Ein weiterer wichtiger Punkt, um zum Wohlergehen beizutragen, ist laut Wendt die genaue Beobachtung und kritische Hinterfragung des angewendeten Ausbildungskonzeptes. Wird kleinschrittig und über positive Verstärkung statt Druck gearbeitet? Oder zeigen die Pferde Meideverhalten sowie erlernte Hilflosigkeit? Hier können der Pferdebesitzer und die Reitschülerin eine Wahl treffen.

Der Ort, wo ein unmoralischer Umgang für die grössere Öffentlichkeit sichtbar wird, ist der Turnierplatz. Doch bisher fehlt es laut Michael Hässig an einem griffigen Überwachungssystem. «Wer das Kontrollorgan stellt, wenn es um die Einhaltung ethischer Grundsätze im Pferdesport geht, ist noch ungeklärt.» Damit es gar nicht dazu kommen muss, dass eine Instanz aktiviert wird, die bei Schmerzsignalen der Pferde eingreift, müsste der Turniersport grundlegend umgekrempelt werden, findet Wendt. «Pferdefreundliches Reiten muss belohnt und die Prüfungsanforderungen müssen heruntergeschraubt werden.» Das Ziel des Sports soll ein harmonisches Miteinander sein, das die Gesundheit fördert, statt immer mehr ins Extreme zu gehen.

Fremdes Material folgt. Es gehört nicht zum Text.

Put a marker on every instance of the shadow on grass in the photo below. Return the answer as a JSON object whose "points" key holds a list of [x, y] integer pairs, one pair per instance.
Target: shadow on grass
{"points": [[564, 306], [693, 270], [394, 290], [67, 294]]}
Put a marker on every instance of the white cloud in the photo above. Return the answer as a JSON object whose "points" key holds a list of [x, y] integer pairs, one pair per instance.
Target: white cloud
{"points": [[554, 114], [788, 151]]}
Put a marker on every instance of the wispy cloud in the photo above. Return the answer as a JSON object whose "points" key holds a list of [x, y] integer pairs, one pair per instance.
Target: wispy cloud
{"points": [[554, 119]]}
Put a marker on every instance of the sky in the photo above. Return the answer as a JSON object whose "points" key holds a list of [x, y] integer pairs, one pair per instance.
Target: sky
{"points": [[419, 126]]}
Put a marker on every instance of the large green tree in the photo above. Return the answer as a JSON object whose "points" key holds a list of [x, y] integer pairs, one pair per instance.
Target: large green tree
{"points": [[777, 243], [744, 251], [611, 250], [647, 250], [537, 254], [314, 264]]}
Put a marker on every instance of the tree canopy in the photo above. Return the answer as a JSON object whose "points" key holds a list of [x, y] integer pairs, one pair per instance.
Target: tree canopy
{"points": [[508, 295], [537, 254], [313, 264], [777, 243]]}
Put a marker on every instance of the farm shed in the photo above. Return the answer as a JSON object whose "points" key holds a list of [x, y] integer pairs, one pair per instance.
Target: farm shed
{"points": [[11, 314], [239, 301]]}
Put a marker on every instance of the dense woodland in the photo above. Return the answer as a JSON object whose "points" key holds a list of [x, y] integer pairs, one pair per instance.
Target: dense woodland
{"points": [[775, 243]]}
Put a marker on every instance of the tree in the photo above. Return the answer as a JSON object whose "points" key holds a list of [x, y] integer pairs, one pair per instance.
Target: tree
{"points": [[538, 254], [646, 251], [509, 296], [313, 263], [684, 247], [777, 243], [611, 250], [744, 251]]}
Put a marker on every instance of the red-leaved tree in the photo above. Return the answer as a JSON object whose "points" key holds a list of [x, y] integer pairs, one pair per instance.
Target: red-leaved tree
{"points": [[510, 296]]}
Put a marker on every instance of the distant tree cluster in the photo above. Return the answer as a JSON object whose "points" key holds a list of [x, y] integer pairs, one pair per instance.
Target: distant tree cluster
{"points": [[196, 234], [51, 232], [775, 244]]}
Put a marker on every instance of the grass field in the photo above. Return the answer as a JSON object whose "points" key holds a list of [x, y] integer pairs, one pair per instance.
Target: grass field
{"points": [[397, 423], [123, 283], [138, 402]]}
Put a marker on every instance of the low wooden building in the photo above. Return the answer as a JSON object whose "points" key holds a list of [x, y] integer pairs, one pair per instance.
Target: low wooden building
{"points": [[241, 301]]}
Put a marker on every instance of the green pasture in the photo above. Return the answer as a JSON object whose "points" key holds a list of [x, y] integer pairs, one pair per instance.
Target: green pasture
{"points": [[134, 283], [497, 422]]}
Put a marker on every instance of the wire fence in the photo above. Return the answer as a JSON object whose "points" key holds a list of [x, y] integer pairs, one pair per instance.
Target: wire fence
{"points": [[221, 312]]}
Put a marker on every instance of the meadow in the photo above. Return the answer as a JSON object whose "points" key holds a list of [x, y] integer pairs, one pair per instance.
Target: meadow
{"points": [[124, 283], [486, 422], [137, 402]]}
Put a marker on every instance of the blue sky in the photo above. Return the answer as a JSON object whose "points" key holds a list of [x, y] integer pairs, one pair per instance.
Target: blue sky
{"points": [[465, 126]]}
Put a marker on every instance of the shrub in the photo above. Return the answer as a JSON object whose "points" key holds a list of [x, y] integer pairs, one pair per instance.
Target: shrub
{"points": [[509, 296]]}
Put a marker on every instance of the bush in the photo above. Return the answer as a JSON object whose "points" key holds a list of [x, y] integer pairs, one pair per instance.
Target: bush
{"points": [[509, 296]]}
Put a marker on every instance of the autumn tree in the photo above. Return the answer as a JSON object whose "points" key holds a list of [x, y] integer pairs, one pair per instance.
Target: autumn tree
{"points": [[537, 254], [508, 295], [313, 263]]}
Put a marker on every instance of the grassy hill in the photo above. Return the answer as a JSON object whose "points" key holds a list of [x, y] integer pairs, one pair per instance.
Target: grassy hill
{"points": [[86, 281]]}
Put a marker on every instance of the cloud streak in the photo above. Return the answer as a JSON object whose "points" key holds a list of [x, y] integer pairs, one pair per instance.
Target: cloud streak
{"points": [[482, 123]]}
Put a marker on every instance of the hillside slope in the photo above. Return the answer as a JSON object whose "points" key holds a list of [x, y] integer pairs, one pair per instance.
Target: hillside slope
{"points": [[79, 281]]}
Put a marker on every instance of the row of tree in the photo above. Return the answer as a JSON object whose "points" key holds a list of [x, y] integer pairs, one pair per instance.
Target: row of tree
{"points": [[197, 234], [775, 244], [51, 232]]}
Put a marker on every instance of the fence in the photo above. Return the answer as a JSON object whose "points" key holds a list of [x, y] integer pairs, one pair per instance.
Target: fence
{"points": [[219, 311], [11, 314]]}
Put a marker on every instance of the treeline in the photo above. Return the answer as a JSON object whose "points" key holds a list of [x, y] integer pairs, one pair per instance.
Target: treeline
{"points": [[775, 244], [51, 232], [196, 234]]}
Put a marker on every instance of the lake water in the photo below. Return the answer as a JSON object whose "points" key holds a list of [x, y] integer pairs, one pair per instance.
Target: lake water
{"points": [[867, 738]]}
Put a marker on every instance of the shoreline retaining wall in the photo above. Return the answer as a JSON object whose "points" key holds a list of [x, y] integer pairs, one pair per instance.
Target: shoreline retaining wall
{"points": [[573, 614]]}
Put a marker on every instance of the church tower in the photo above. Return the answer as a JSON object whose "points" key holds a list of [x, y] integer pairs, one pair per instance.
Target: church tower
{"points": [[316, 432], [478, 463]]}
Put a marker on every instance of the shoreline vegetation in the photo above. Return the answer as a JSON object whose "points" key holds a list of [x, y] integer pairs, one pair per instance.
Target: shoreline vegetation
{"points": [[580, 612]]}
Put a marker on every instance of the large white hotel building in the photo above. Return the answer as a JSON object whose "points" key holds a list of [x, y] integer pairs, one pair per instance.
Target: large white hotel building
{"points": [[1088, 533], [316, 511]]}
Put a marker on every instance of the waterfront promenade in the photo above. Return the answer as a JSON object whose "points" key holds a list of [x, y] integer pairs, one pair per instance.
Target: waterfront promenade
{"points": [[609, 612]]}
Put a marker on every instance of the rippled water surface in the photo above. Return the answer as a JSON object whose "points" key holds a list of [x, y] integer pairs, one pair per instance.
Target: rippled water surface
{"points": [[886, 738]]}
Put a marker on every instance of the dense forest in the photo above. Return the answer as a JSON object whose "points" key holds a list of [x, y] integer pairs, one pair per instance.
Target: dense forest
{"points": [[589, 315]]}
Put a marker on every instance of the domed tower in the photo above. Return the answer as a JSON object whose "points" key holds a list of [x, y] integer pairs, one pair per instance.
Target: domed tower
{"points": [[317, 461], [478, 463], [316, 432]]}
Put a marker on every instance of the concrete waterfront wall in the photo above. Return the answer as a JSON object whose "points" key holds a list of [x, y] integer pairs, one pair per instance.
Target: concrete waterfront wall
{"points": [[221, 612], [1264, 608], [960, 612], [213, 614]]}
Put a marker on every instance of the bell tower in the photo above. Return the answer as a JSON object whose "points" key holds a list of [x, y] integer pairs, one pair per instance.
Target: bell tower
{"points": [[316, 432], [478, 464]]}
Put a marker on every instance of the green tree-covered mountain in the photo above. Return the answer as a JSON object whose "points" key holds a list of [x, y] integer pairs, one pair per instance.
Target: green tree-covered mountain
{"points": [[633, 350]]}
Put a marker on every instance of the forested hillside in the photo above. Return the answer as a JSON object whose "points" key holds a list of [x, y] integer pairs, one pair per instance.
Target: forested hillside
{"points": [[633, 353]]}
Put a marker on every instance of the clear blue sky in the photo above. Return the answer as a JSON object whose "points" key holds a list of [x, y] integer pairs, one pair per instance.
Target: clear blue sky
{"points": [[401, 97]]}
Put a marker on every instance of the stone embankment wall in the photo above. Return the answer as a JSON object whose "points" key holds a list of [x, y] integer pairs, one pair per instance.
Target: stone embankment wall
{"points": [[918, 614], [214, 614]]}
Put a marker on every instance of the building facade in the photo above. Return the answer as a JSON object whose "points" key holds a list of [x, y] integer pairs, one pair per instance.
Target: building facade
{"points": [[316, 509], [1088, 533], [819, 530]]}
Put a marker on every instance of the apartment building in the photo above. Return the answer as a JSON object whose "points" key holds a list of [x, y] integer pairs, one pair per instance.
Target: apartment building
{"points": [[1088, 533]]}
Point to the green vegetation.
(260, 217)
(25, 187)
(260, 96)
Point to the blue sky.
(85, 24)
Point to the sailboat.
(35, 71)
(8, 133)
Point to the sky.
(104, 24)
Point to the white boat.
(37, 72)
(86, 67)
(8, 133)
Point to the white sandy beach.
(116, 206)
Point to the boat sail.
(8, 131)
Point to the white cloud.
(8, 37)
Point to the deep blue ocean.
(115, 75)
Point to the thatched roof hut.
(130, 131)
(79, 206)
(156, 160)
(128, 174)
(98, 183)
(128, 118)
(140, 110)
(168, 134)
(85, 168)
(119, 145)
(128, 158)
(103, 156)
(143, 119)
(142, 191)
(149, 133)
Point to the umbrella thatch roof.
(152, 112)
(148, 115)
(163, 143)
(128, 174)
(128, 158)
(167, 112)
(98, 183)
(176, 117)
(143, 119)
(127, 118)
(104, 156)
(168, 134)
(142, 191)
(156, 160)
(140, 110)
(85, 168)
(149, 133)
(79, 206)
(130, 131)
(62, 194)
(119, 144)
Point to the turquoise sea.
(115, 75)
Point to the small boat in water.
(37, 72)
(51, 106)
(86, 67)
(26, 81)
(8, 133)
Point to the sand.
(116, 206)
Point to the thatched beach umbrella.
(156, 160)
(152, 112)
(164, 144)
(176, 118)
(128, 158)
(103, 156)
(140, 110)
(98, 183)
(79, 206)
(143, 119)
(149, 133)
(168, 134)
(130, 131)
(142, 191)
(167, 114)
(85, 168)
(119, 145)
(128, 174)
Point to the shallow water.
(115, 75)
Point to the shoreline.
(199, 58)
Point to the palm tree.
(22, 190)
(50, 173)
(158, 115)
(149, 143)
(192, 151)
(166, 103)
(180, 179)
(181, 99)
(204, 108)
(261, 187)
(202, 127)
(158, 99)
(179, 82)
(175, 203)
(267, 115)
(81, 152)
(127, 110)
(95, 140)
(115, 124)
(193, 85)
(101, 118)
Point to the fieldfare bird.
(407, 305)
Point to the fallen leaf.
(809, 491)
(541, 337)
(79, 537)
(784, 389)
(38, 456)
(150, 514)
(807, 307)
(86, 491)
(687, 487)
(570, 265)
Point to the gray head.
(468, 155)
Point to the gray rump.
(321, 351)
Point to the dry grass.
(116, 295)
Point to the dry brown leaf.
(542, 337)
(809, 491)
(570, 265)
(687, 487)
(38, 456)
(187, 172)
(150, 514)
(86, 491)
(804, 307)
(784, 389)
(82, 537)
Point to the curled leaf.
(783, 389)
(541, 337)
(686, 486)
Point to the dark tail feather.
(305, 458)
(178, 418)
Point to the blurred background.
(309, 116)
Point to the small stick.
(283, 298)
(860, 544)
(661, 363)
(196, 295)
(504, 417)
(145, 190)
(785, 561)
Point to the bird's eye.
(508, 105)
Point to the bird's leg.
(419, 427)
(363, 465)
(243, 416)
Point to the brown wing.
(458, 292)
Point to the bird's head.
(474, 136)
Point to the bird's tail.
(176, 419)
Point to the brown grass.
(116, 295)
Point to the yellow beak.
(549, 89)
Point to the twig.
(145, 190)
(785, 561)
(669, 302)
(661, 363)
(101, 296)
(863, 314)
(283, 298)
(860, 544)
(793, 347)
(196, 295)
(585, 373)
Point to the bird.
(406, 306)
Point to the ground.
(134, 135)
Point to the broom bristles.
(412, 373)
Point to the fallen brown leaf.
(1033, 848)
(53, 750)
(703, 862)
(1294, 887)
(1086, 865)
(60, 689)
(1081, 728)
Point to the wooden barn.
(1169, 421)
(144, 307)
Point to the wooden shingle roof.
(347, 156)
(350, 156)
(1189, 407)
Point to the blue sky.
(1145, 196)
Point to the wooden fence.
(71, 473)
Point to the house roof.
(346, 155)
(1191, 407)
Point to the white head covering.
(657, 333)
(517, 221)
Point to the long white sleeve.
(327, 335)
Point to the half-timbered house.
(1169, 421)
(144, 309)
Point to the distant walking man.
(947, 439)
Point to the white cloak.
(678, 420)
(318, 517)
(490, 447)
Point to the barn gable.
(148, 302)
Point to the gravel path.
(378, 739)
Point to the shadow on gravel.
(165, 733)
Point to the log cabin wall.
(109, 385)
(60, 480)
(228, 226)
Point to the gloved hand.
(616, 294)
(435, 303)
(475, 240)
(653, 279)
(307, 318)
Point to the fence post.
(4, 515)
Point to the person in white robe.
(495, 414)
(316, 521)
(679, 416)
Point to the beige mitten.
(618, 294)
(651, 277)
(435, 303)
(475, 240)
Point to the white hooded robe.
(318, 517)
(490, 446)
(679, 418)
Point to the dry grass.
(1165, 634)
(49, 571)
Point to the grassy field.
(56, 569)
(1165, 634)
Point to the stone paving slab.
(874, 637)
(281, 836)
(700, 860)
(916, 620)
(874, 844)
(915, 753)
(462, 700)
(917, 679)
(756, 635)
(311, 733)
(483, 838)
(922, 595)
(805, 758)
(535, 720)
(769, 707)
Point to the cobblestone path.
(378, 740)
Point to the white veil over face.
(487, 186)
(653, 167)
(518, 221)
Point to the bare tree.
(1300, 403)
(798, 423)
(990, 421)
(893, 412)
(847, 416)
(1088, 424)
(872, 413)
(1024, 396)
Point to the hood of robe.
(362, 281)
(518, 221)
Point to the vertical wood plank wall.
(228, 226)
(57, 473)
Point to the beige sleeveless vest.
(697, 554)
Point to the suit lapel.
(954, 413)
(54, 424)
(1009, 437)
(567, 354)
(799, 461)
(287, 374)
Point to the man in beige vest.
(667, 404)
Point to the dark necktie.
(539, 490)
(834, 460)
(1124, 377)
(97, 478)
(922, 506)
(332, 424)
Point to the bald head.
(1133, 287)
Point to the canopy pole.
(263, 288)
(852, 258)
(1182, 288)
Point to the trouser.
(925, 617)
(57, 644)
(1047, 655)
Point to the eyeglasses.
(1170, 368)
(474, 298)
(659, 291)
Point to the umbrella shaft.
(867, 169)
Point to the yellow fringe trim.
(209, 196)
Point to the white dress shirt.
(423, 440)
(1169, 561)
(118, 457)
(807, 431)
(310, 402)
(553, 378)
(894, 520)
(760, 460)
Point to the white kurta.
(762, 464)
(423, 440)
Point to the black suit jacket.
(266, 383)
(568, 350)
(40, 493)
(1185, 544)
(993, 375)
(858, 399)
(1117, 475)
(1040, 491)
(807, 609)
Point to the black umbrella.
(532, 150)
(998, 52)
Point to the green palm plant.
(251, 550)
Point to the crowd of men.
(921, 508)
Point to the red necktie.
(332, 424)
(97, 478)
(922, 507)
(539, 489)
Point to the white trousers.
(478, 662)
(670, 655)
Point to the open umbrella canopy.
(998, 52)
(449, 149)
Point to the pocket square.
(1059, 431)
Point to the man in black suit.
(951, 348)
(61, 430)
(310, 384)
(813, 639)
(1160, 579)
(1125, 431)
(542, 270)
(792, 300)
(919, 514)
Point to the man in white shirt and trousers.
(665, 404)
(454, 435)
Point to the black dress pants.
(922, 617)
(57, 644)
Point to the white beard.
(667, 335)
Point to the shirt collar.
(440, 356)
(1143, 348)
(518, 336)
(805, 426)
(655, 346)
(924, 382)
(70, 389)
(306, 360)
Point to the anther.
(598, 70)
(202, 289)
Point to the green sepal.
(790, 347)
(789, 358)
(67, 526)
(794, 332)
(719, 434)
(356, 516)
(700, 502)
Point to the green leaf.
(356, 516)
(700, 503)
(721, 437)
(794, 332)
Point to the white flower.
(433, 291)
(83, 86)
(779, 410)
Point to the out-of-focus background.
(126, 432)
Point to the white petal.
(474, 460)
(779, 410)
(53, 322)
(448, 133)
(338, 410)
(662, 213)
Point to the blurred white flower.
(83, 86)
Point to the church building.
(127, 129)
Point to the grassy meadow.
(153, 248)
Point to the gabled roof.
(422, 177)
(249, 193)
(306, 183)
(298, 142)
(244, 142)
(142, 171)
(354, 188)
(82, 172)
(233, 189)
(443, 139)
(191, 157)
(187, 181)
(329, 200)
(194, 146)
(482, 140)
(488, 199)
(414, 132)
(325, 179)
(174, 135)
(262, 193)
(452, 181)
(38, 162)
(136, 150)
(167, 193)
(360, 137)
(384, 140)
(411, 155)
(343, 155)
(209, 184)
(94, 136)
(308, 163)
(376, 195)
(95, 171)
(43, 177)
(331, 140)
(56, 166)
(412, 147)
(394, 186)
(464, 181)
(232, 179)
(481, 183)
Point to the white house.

«Offensichtliche Problemfelder bei den anderen zu benennen, ist das eine, bei sich selbst sieht die Sache oft anders aus», sagt Marlitt Wendt. Deshalb seien ein konstruktives Feedback von aussen und eine selbst-kritische Haltung wichtig. Für jede einzelne Reiterin sei es eine Lebensaufgabe, immer weiterzulernen, die eigene Reiterei konstant zu überprüfen sowie Stress- und Schmerzsymptome beim Pferd ernst zu nehmen.

Würden Pferdeleute nicht konstant prüfen, welches Verhalten das Potenzial hat, dem Tier zu schaden, und dieses zu vermeiden, dann sei ein Reitverbot als Konsequenz in gar nicht so ferner Zukunft kein unrealistisches Szenario mehr, gibt Heinrich Binder zu bedenken.